See, you're not the only one who rants hahaha. Congrats man, and come out to the rest of the family when YOU are ready.
 
Probably, today shes been telling me stories of her gay friends... Its kinda weird talking to someone about all of this but I guess its a good thing. She keeps saying maybe I'll change my mind someday -_- so obviously shes not completely okay with it, she even made the comment "I hate _____" because thats one of my friends that I fooled around with. I kinda got angry and said that its not like HE turned me gay, she just said that thats what it felt like to her. I just don't want her to confront him about it, but I really don't think she will... ... at least I hope not.

On the adoption thing... I doubt it, I'm not really a fan of kids they get on my nerves... I'm one of those people that hate when there is a crying baby in the room, it just annoys the hell out of me :x.

I'm really tempted to agree with her sometime when she says something about a hot guy, just to see her reaction lol. We've been joking about it all day she even said that she was going to buy me a too-too and ballerina slippers which I got angry about at first then just laughed about it. She keeps saying that she wants to tell people but I really don't want to... but at the same time I don't care so idk what to do about that :help:.

And yes Trauma is a horrible show!
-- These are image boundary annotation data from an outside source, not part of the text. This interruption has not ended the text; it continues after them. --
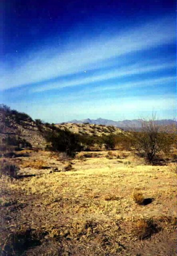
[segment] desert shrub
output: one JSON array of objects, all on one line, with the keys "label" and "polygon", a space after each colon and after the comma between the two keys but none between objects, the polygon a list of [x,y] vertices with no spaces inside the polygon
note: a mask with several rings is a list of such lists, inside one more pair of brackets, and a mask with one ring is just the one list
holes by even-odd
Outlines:
[{"label": "desert shrub", "polygon": [[40,126],[43,124],[43,122],[40,119],[35,119],[35,121],[37,126]]},{"label": "desert shrub", "polygon": [[105,148],[107,150],[114,149],[116,145],[115,136],[113,134],[103,136],[103,139]]},{"label": "desert shrub", "polygon": [[134,148],[139,154],[144,153],[150,163],[153,163],[158,153],[169,151],[176,140],[176,136],[162,126],[157,124],[155,119],[141,122],[141,131],[132,133]]},{"label": "desert shrub", "polygon": [[125,161],[123,162],[123,164],[125,165],[127,167],[129,166],[131,164],[131,162],[129,161]]},{"label": "desert shrub", "polygon": [[63,130],[55,126],[54,130],[46,131],[44,136],[48,143],[46,149],[74,156],[82,148],[78,136],[67,129]]},{"label": "desert shrub", "polygon": [[106,155],[106,158],[108,159],[115,159],[117,158],[117,156],[111,151],[108,151],[107,154]]},{"label": "desert shrub", "polygon": [[68,172],[69,171],[71,171],[74,169],[71,163],[69,163],[68,164],[65,166],[63,169],[63,172]]},{"label": "desert shrub", "polygon": [[2,175],[14,178],[17,176],[19,168],[12,162],[2,158],[0,162],[0,177]]}]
I'll always remember it as the show that made me come out of the closet lol, but I still love it...

That's why you adopt children ages 7 and up! So they're more likely to stay quiet and still have ample potential for NOT becoming destined to kill.

and LOL on your Trauma comment. :rotflmao:
 
Hi Ragoris and congratulations! It's quite the courageous thing, IMO, to open up to your mom while still living at home. I don't think I could have even if I had accepted my sexuality while still living at home. Way to go! ..|
 
Congrats on coming out and thanks on posting your story.

It will take some time for you and your Mom to find that middle ground where it's all ordinary and boring again.

If you're comfortable being open with your Mom, then when she says, "He's cute", then say things like, "Nah, he's more your type than mine".

If you're not comfortable with her drive to out you to everyone else, then say, "Mom. It's me who is coming out, not you!".

The important thing is that you let her know that you're still the same person you have always been, so just don't make a big deal of it and don't let anyone else make a big deal of it either.

PS Don't count out the grandkids. It's all the rage to have kids. Gay and lesbian gatherings are beginning to look like a trip to Chucky Cheese.
 
Thanks for all the advice everyone, yeah maybe I will not completely count out adoption yet... like Lonely said I could always adopt a older child. But I'd have to see what my boyfriend at the time would think of it because I really wouldn't want to do it alone... and I'm not the type to just have 1 night stands and never talk to the guy again, I'd like to actually find someone which is something I'm actually kinda worried about because I know a lot of gay guys just want 1 night stands. I know there are some out there that want a relationship, but I bet most don't :(. Oh well one step at a time, gotta find a guy first ;).